>Live in a world full of monsters.
>Monster girls, to be more exact.
>Monster girls who are proficient in performing non-consensual acts of depraved intercourse with actually willing and occasionally masochistic unwilling young men.
>Especially with virginal young men.
>Since they apparently get more satisfaction out of it or some shit along those lines, pretty damn weird, if you ask me.
>Personal opinion aside, back to this shitty greentext.
>Run from your fate.
>The fate of the weak.
>At the current moment in time, you seem to have found yourself being chased by a horde of P’orcs.
>Why is that the case? Well, of course, because the author is shitty at introductions.
>But do not fret, for you have something to get you out of this mess.
>Because of course, you do.
>Pull out your phimotic dick handy guide.
>’How to keep your virginity for Dummies’.
>Flip to the P’orc page.
>Have you found yourself being chased by a horde of porcine girl with thick thighs?
>If your answer is yes, and of course it is, dummy, you just need to follow these simple steps.
>Assume your dominance by fucking each and one of them into submissive little piggies.
>Live your life as a tribal chief.
>Oh, you don’t have the physical strength to do that? And you also want to keep your purity?
>Why didn’t you say that from the beginning? You did? Now, ain’t that something. Since you can’t do that, I guess plan B will be enough
>Run as fast as you can in a straight line.
>Step 2. >Don’t fall down a cliff.
>Proceed to fall down a cliff.
>Who told you that running while reading was a good idea?

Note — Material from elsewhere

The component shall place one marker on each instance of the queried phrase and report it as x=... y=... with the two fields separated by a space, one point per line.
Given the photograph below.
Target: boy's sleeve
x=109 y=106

>Break both of your legs. >Scream in utter pain. >Attract some slug girls.
>Flip to the Slug page.
>You are trying to get away from a Slug girl? Well, that’s quite a simple task.
>Walk away at a slow pace.
>Repeat step 1 ’till you escape your predicament.
>Now, if you happen to be crippled, that isn’t a problem.
>Just crawl away.
>Literally crawl away from the snail girls.
>Damn, they’re slow.
>Have yet another faithful encounter in a lovely place!
>A wild human girl and an Imp have appeared!
>What is this, a discontinued porn game?
>No, it’s just a shitty reference. And not even a MOTHERFUCKING JOJO one. >Slowly descend into the depths of despair.
>Listen to the frightened cries of the fair maiden as her clothes are being ripped apart by the Imp.
>What are you waiting for? Do something about it, from here, it won’t be long to get out of this mess of a story.If you can even call this a story.
>Pick up a stick.
>Beat the Imp with the stick.
>You have gained 1 exp and 2 gems for defeating the Imp!
>Walk up the naked girl.
>Press the interaction button[x]
>”Oh my hero! You have saved me from that vile creature! You deserve a reward!”.
>YOU HAVE GAINED THE ‘KITSUNE’S GUIDE TO AVOID GETTING SEXUALLY ASSAULTED BY FOX GIRLS’ .
>Look at the girl again.
>She is now making obscene gestures towards you with her fluffy tails
>She’s actually a fox girl, go figure.
>If she grows a dick, I swear to god, I’ll punch myself when I’m conscious again.
>Grasp the book firmly in your shaking hands.
>Hit the Fox girl with it until she’s unconscious.
>Throw the book away.
>Drag your broken body into a cave while relying solely on your unwavering determination and fingernails.
>Prop yourself up on one of the walls.
>Oh look, there’s an Ushi-Oni in here. What a coincidence.
>Flip to the Ushi-Oni page.
>Oh boy, you truly are in trouble right now! However, do not be afraid! For the ‘How to keep your virginity for Dummies’ guide has the best solution for your dilemma.
>Just give up, there’s nothing you can do.
>Fade into unconsciousness as the rape spider finally notices your presence.